Her birimiz, izlediğimiz onca polisiye
filmden biliriz. Herhangi bir komplo senaryosu imal edebilmek için, uyduruk da
olsa, eğreti de dursa, sonuçta suçu üzerine atmak istenilen kişiyi tuzağa
düşürebilmek için, bir hikâye, bir sahte delil, bir bağlantı kurgulanır. Burada
da “Bu cinayeti Atatürkçüler, darbe ortamı yaratmak için
işlediler” kurgusunu ortaya atmaya cesaret etmek için, basitinden de
olsa bir bağlantı lazım. Yani uzun lafın kısası, bu cinayette tetiği çeken
Arslan, onun etrafında gezinenler veya silahı tedarik edenlerden en az birinin,
“Ulusalcı-Atatürkçü” gruplardan biriyle bir ilişkisini
ortaya çıkarmak lazım. İyi de aradan geçen onca yıla rağmen Arslan’ın veya
Yıldırım’ın, mesela CHP’nin, İP’nin, bir eski ilçe başkanı veya ADD’nin bir il
başkanı olduğuna dair bir kanıt bulunabildi mi? Hayır. Ortaya yalnız
Yıldırım tarafından atılmış, Muzaffer Tekin’e yönelik alakasız bir suçlama ve
gizli tanık 9’un bunları onayladığı iddiası var. Birçok gazetede Yıldırım ve
“GT9”un aynı kişi olduğunun yayımlandığını da anımsarsak bu da havada kalıyor.

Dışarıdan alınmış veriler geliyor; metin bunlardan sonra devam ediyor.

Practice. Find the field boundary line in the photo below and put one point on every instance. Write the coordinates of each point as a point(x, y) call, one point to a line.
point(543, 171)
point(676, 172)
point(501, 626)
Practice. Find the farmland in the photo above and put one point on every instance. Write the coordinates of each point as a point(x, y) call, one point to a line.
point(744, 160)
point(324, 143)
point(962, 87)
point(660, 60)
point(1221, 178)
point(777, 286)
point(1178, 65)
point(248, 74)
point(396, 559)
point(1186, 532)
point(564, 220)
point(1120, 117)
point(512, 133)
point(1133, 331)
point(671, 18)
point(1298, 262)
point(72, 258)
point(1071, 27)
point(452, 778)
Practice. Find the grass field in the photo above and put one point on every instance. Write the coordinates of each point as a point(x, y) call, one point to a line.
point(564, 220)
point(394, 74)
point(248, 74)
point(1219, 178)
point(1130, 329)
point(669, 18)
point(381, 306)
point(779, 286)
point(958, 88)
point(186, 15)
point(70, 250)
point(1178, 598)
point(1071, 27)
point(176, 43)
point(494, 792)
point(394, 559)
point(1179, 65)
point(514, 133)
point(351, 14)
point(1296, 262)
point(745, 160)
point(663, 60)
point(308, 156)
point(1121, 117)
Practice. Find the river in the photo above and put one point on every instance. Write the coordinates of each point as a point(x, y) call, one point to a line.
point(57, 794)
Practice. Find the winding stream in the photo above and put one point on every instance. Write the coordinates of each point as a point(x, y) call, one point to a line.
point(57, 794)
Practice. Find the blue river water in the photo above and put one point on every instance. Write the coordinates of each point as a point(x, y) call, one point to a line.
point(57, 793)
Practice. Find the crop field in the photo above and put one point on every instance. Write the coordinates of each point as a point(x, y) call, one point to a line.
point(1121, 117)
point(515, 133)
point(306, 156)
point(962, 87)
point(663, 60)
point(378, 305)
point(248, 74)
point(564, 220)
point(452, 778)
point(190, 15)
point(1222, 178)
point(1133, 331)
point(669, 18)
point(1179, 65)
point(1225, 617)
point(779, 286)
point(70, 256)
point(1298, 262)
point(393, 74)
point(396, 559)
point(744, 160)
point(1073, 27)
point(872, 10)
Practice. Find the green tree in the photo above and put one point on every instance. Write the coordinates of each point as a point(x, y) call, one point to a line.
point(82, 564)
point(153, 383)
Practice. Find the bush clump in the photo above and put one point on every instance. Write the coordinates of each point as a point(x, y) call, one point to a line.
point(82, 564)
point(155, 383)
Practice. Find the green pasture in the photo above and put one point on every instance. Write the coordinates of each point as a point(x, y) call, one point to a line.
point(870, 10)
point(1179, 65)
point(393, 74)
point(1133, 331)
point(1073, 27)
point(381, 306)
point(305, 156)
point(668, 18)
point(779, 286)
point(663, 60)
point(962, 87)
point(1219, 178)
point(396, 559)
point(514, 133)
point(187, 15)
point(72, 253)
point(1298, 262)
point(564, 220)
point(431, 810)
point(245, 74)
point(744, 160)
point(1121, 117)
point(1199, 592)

Daha da acısı, askerde sürekli komutanlarına saldıran Yıldırım hakkında
cinayetten çok önce, 2005’te tam teşekküllü bir üniversite hastanesinin
“ileri derecede antisosyal kişilik bozukluğu” tanısı koymuş olduğu
gerçeği var. Yani Yıldırım’ın hiçbir tanıklığı hukuki olarak ne geçerli ne
inandırıcı olabilir. Anlayacağınız, bu mantık tanımaz “komplo” teorisini somut
verilerle Ergenekon’a bağlayacak HİÇBİR ŞEY ELDE YOK... Buna rağmen, gazeteci
sıfatlı şatafatlı kadınlar, iddialı profesörler, utanmadan TV’lerde, Ergenekon
hakkında “Zaten Danıştay davası da bu davaya bağlandı” diye fikir
beyan edip ortalığı bulandırabiliyorlar!
O zaman neden bu kadar
mütevazı davranıyorlar ki? Danıştay davası yetmez. Mesela Papa
cinayeti veya Kennedy cinayeti davaları da
Ergenekon’a bağlanabilir diyorum. Madem hiçbir kanıta, mantıklı silsileye
ihtiyaç duyulmuyor, o zaman bu davalar da dosyaya eklenerek olay uluslararası
kamuoyunda daha da etkili hale getirilebilir. Böylece o “son derece
tehlikeli” örgüt, tüm geçmiş “uluslararası marifetleri ve
bağlantılarıyla” da teşhir edilmiş ve çökertilmiş olur! Belki yeni bir
dünya lideri de bu sayede kurtulur! Mesela NATO’nun bir komutanının arabasının
arkasındaki bir vasıtada tesadüfen bulunacak bir ulusalcı gazeteci kıskıvrak
yakalanır ve onun mikrokozmik odasında ele geçirilecek belgeler, Ergenekon
davasının dosya birikimine yüzde 5’lik bir eklenti yapabilir. Burada
gerçekötesi cümleler olarak okuduğunuz fikirlerimle alay ediyorsanız, o zaman
lütfen bu Danıştay veya Cumhuriyet gazetesi bombalanması olaylarının faillerinin
Perinçek’le, Özkan’la, Balbay’la, İbrahim Özcan’la, Haberal’la, Hilmioğlu’yla,
Erenerol’la, Poyraz’la bu yadsınamaz bağlantıları nelerdir, açıklayın da biz de
öğrenelim!
Sizler bu satırları okurken, salı sabahı, Taxim
Hill’de, sağlık durumu her geçen gün maalesef daha kötüye giden eski İnönü
Üniversitesi Rektörü Fatih Hilmioğlu’nun tahliye edilmesini
talep eden bir basın toplantısı yapılıyor olacak. Umarım bu zulüm son bulur.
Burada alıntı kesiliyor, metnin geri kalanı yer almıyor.